There are just two things you need to do:
Wrap scalars into a list so as to have a batch dimension (Models only process batches of data, not single samples).
Call tf.convert_to_tensor on each feature.
sample = {
"age": 60,
"sex": 1,
"cp": 1,
"trestbps": 145,
"chol": 233,
"fbs": 1,
"restecg": 2,
"thalach": 150,
"exang": 0,
"oldpeak": 2.3,
"slope": 3,
"ca": 0,
"thal": "fixed",
}
input_dict = {name: tf.convert_to_tensor([value]) for name, value in sample.items()}
predictions = reloaded_model.predict(input_dict)
print(
"This particular patient had a %.1f percent probability "
"of having a heart disease, as evaluated by our model." % (100 * predictions[0][0],)
)
Next steps#
To learn more about classifying structured data, try working with other datasets.
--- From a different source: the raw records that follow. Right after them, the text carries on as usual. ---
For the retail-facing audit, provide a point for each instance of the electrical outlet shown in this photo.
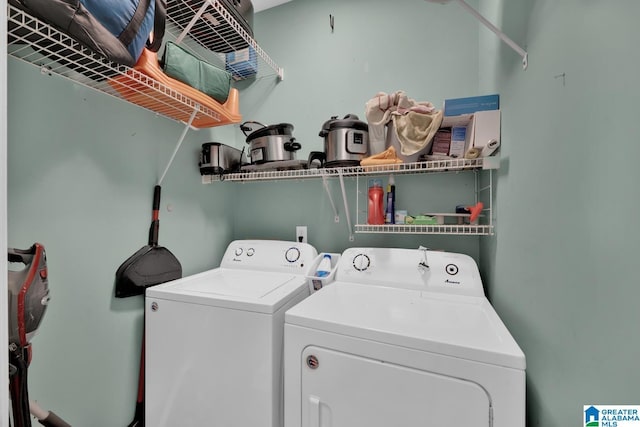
(301, 233)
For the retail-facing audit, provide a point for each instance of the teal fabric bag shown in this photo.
(183, 66)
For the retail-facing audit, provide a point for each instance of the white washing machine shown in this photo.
(214, 340)
(401, 338)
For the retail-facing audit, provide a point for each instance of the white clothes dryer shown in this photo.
(401, 338)
(214, 340)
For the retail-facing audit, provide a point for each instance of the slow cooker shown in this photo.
(346, 141)
(270, 143)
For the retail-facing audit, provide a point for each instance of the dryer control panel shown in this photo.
(418, 269)
(269, 255)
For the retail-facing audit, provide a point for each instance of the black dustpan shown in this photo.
(150, 265)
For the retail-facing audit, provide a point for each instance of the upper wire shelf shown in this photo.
(33, 41)
(448, 165)
(209, 31)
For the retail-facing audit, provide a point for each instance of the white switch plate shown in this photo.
(301, 233)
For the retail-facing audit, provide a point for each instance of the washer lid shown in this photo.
(466, 327)
(258, 291)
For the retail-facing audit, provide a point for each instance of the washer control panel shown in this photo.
(269, 255)
(417, 269)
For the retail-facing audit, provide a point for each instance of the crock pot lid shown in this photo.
(350, 121)
(279, 129)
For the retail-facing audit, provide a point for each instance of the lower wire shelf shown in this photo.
(462, 229)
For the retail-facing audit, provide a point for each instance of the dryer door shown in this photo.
(344, 390)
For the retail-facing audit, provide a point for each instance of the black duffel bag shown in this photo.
(116, 30)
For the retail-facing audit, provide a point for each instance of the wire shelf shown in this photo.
(433, 166)
(33, 41)
(208, 30)
(464, 229)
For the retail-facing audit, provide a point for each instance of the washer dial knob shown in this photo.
(451, 269)
(361, 262)
(292, 254)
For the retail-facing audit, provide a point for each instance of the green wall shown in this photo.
(560, 269)
(375, 46)
(81, 172)
(82, 166)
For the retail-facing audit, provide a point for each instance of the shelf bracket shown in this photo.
(513, 45)
(336, 217)
(346, 206)
(180, 140)
(191, 23)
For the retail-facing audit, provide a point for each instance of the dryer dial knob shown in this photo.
(292, 254)
(361, 262)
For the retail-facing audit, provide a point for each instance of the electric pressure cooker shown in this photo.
(346, 141)
(270, 143)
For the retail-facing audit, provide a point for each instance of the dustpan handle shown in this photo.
(155, 218)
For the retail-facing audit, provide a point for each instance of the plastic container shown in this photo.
(318, 282)
(390, 213)
(375, 210)
(324, 268)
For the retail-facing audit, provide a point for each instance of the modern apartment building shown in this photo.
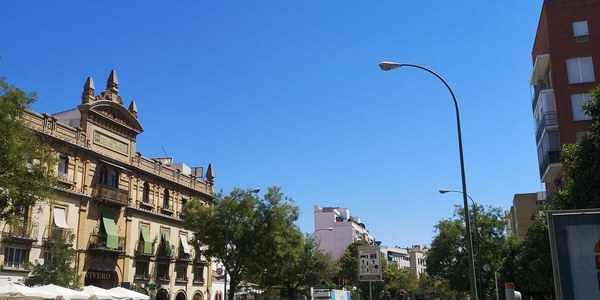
(523, 208)
(345, 230)
(413, 258)
(123, 209)
(566, 57)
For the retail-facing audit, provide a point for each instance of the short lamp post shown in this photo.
(234, 198)
(387, 66)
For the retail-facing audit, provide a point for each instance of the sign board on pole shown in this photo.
(369, 268)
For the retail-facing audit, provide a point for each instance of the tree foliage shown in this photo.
(447, 257)
(26, 165)
(582, 164)
(58, 269)
(251, 237)
(533, 263)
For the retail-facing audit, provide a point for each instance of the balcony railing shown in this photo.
(22, 231)
(551, 157)
(543, 83)
(114, 195)
(98, 242)
(547, 119)
(139, 249)
(53, 234)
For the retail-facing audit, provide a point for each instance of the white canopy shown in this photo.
(102, 294)
(133, 295)
(63, 292)
(15, 291)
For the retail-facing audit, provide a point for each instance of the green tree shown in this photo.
(447, 258)
(533, 262)
(582, 164)
(310, 268)
(251, 237)
(58, 269)
(26, 165)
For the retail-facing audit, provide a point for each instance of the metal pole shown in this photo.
(386, 66)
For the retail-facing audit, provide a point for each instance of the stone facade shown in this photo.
(123, 209)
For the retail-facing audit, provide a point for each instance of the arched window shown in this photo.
(146, 192)
(102, 176)
(114, 178)
(63, 162)
(166, 199)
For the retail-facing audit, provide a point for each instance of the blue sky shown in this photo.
(289, 93)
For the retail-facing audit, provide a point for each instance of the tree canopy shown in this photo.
(447, 257)
(26, 165)
(251, 237)
(582, 164)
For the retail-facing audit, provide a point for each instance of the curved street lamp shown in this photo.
(387, 66)
(226, 273)
(477, 236)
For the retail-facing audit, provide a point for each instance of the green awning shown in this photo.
(146, 238)
(112, 239)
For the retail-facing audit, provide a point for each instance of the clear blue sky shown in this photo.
(289, 93)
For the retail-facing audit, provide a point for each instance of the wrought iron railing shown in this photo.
(113, 194)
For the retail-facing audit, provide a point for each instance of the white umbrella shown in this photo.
(17, 291)
(133, 295)
(65, 293)
(102, 294)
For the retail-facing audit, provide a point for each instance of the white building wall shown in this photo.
(346, 230)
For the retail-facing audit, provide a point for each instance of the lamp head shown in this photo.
(443, 191)
(388, 65)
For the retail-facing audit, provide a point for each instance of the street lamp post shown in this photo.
(477, 238)
(226, 271)
(386, 66)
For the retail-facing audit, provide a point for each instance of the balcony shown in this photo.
(53, 234)
(547, 120)
(100, 243)
(139, 249)
(550, 165)
(22, 232)
(542, 83)
(111, 195)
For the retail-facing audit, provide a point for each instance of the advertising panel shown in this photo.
(575, 249)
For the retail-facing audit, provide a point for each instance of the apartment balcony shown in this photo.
(22, 232)
(542, 83)
(550, 165)
(140, 251)
(547, 121)
(110, 195)
(54, 233)
(105, 244)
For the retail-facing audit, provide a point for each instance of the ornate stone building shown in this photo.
(123, 209)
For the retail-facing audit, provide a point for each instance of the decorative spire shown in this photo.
(133, 109)
(209, 174)
(112, 89)
(112, 83)
(88, 91)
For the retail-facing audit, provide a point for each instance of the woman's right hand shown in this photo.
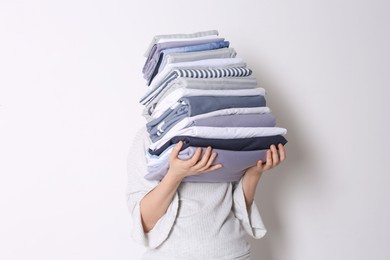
(196, 165)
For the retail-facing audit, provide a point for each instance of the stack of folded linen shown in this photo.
(201, 94)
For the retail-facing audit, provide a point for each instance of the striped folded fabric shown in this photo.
(200, 93)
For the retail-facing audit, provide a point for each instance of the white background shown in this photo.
(70, 80)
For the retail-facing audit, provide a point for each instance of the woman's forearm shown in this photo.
(249, 184)
(154, 205)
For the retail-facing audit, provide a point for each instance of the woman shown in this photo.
(183, 220)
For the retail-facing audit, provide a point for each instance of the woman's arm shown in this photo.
(253, 174)
(154, 204)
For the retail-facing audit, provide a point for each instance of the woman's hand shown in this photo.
(273, 158)
(196, 165)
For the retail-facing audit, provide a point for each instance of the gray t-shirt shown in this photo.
(205, 221)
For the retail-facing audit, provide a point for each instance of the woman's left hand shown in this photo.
(273, 158)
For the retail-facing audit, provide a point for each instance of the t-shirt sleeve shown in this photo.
(251, 221)
(137, 188)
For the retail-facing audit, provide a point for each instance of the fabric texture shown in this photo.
(153, 69)
(180, 36)
(210, 217)
(165, 127)
(237, 144)
(207, 72)
(171, 99)
(196, 56)
(248, 120)
(234, 164)
(195, 105)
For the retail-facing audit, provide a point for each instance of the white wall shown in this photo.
(70, 78)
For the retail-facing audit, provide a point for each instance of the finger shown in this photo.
(260, 164)
(268, 162)
(282, 152)
(176, 150)
(200, 164)
(275, 156)
(210, 161)
(195, 158)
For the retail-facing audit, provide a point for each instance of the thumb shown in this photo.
(176, 150)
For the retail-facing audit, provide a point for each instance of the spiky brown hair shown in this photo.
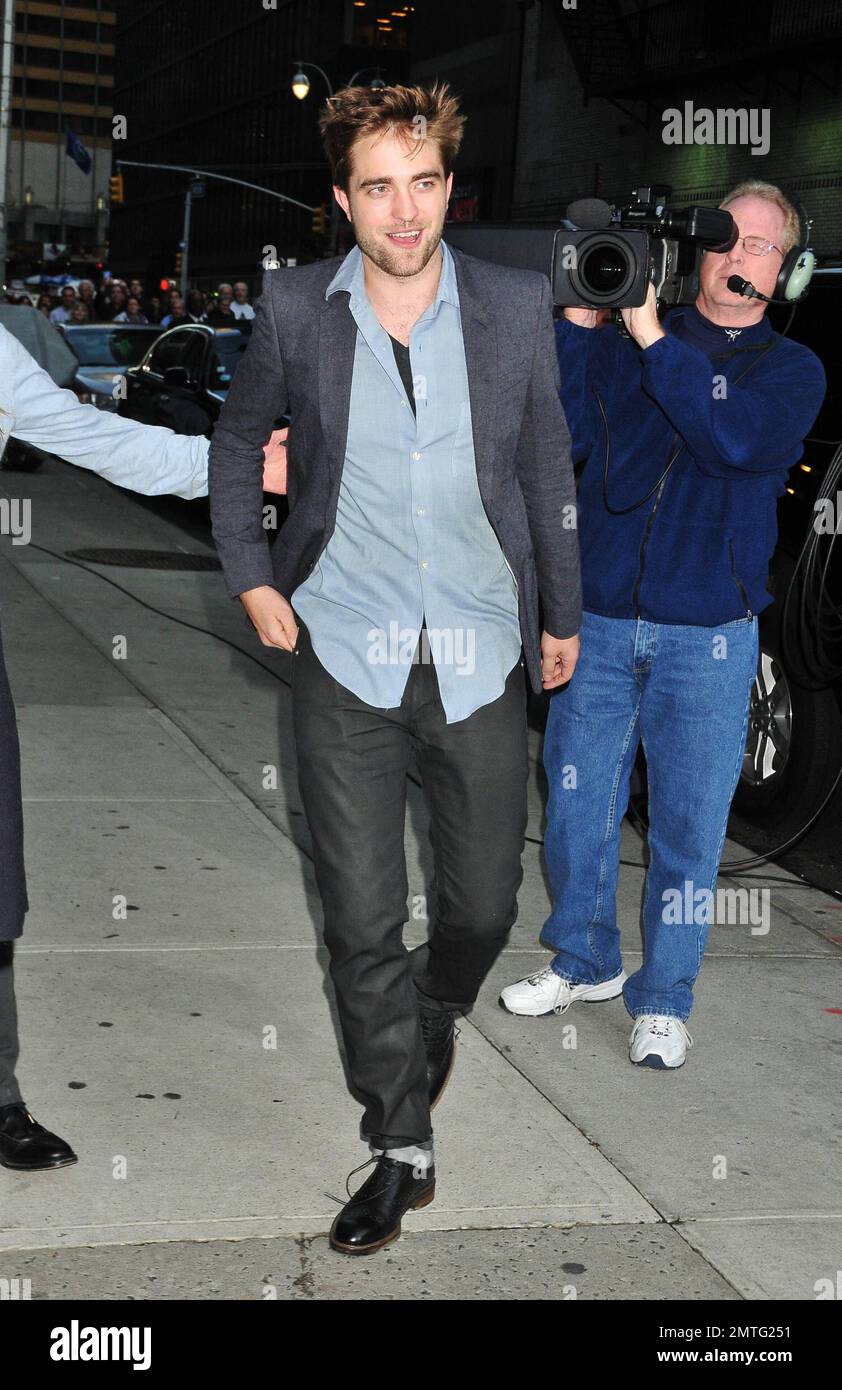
(418, 113)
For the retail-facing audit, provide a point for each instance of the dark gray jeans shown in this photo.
(9, 1027)
(353, 762)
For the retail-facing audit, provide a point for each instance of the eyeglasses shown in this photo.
(757, 245)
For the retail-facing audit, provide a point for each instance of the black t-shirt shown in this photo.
(402, 357)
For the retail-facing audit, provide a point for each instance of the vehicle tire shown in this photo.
(20, 458)
(794, 748)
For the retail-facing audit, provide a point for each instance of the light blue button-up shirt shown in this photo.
(411, 540)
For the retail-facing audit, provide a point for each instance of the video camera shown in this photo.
(613, 253)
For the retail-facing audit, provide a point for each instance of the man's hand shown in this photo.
(644, 323)
(271, 616)
(581, 316)
(274, 462)
(559, 656)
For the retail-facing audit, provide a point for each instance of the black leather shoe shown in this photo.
(373, 1216)
(439, 1043)
(27, 1144)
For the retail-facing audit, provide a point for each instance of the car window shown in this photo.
(816, 324)
(227, 350)
(106, 346)
(179, 349)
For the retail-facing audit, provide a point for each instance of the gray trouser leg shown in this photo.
(9, 1027)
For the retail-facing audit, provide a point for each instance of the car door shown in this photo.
(152, 396)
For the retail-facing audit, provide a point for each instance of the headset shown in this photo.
(796, 267)
(799, 263)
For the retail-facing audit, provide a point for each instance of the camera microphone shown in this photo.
(744, 287)
(589, 214)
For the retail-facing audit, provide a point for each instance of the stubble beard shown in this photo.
(396, 263)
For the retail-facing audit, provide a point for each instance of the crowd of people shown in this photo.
(121, 302)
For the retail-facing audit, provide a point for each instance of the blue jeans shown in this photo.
(684, 691)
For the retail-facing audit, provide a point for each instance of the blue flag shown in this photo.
(77, 152)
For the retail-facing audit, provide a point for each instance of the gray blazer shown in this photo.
(300, 363)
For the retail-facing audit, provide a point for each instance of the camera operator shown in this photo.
(674, 570)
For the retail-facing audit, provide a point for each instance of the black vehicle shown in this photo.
(104, 353)
(184, 378)
(794, 749)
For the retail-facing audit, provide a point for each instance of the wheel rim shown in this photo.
(770, 724)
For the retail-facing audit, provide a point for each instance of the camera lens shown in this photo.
(603, 268)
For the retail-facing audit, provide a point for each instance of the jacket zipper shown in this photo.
(644, 544)
(737, 580)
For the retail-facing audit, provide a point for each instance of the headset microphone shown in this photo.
(744, 287)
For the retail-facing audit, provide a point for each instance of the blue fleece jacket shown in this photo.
(698, 551)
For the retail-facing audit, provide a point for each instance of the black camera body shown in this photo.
(612, 255)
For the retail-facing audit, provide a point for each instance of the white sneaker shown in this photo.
(659, 1040)
(548, 993)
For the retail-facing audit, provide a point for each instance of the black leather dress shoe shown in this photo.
(373, 1216)
(439, 1043)
(25, 1144)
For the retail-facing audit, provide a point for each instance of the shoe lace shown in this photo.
(548, 973)
(663, 1026)
(435, 1023)
(359, 1169)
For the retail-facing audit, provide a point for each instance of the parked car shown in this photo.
(104, 353)
(184, 378)
(794, 748)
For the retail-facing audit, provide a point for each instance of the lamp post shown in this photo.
(300, 88)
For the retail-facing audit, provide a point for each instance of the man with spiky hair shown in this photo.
(431, 498)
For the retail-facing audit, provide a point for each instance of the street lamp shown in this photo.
(300, 82)
(300, 88)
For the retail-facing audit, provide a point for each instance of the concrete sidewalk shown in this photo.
(178, 1023)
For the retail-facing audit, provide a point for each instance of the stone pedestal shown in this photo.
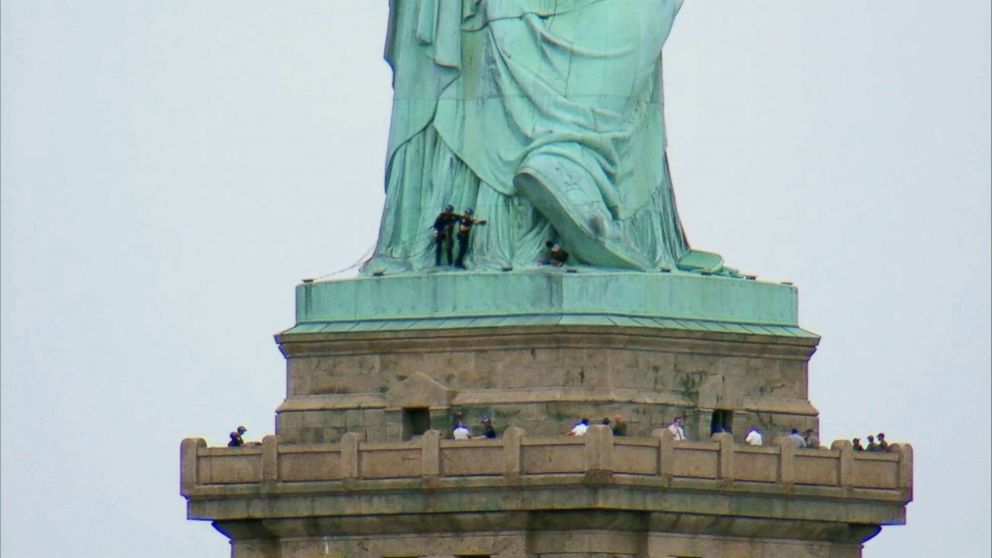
(378, 369)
Below are some suggestions for datasets:
TensorFlow Datasets: MovieLens: A set of movie ratings from a movie recommendation service.
TensorFlow Datasets: Wine Quality: Two datasets related to red and white variants of the Portuguese “Vinho Verde” wine. You can also find the Red Wine Quality dataset on Kaggle.
Kaggle: arXiv Dataset: A corpus of 1.7 million scholarly articles from arXiv, covering physics, computer science, math, statistics, electrical engineering, quantitative biology, and economics.